Now the picture changed to a large extent. The great tide of Anabaptism receded. In Holland and northern Germany Mennonites became an increasingly settled denomination of well-to-do middle-class people, while the rural Swiss Brethren barely maintained their existence in Switzerland or the Palatinate, lacking altogether major leaders. Formalism and Pietism could not create a devotional literature of any significance. The same was true of the Hutterites, although they had at least one outstanding man, the Vorsteher Andreas Ehrenpreis (d. 1665), who gave new impulses to their weakened faith. His tract, Ein Sendbrief . . . brüderliche Gemeinschaft, das höchste Gebot der Liebe betreffend (1652), was one of the finest products of 17th-century Anabaptism (printed edition, Scottdale, 1920). The most outstanding type of religious literature of 17th-century Mennonitism was to be found in the martyr books. Building upon the great first model, Het Offer des Heeren (1562), they were more and more developed in subsequent editions by different editors and their groups, culminating finally in the outstanding work of the 17th-century Mennonites, van Braght's Martyrs' Mirror (1660). The significance of this book for Mennonites is beyond discussion, yet in the 20th century context it is a question not easily decided whether the book served primarily as a devotional reader for private edification according to the new piety, or rather as a book of examples to be emulated, such as the 16th-century pamphlets or the Hutterite Chronicle were intended to be. After all, the old spirit of the "suffering church" in a hostile world was by no means completely dead but lingered on through the centuries.
The question was not restricted to the Martyrs' Mirror.
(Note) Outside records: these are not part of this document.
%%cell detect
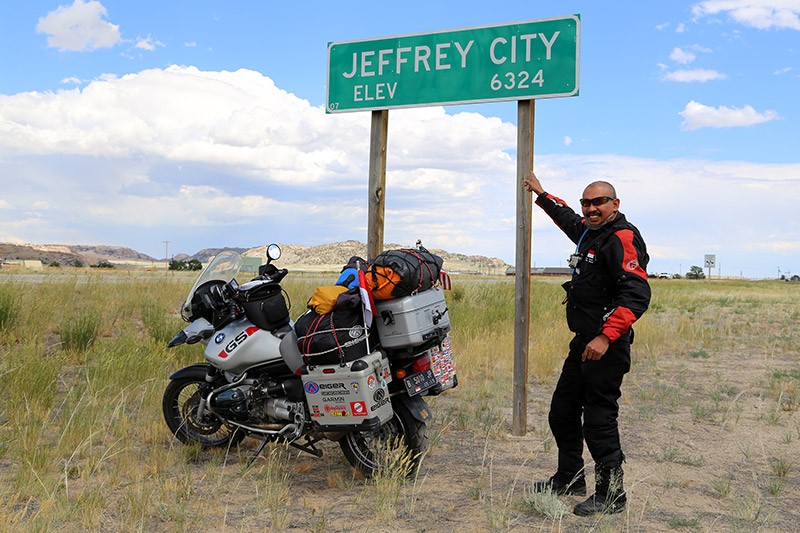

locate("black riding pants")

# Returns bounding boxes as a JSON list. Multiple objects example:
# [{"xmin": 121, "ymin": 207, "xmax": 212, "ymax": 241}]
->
[{"xmin": 549, "ymin": 333, "xmax": 631, "ymax": 474}]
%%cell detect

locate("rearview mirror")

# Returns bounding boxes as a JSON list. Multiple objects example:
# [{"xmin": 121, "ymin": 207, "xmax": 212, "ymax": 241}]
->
[{"xmin": 267, "ymin": 244, "xmax": 281, "ymax": 261}]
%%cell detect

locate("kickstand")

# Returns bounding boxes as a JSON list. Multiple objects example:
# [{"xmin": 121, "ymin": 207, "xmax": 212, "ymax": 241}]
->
[
  {"xmin": 289, "ymin": 439, "xmax": 322, "ymax": 457},
  {"xmin": 245, "ymin": 439, "xmax": 269, "ymax": 468}
]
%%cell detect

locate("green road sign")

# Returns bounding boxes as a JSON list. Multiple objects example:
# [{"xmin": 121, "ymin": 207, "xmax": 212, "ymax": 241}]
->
[{"xmin": 327, "ymin": 15, "xmax": 581, "ymax": 113}]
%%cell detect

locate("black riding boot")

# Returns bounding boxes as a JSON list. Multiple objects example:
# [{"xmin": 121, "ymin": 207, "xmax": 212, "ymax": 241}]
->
[
  {"xmin": 532, "ymin": 471, "xmax": 586, "ymax": 496},
  {"xmin": 573, "ymin": 464, "xmax": 627, "ymax": 516}
]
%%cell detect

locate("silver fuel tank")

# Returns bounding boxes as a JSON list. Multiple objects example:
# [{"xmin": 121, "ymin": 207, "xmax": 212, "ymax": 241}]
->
[{"xmin": 204, "ymin": 318, "xmax": 281, "ymax": 374}]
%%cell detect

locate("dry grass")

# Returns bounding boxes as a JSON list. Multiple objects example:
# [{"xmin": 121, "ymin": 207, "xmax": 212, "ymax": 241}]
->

Ludwig Keller (Joh. Staupitz ... , 395) observed that the old Anabaptist tracts and epistles which had completely disappeared in the later 16th century, suddenly experienced a revival around 1610-1620. The writings of Denck, Salminger, Entfelder, Bünderlin, etc., now found new publishers and readers, and rarely did a single edition satisfy the demand. Apparently they were now read with new eyes; what once meant a confessional testimony now became an Erbauungsschrift, a book of edification, interpreted in the spirit of the new piety (namely, without the urge to follow such a concrete and often dangerous faith). The anonymously published collections of Anabaptistica, Geistliches Blumengärtlein (Amsterdam, 1680), and Güldene Aepffel in Silbern Schalen (Basel?, 1702), gave ample evidence of this new predilection for Anabaptist literature made undynamic. Gottfried Arnold's great Kirchen- und Ketzer-Historie (1699), the outstanding link between Anabaptism and Pietism, then presented large excerpts from Anabaptist sources to its pious readers.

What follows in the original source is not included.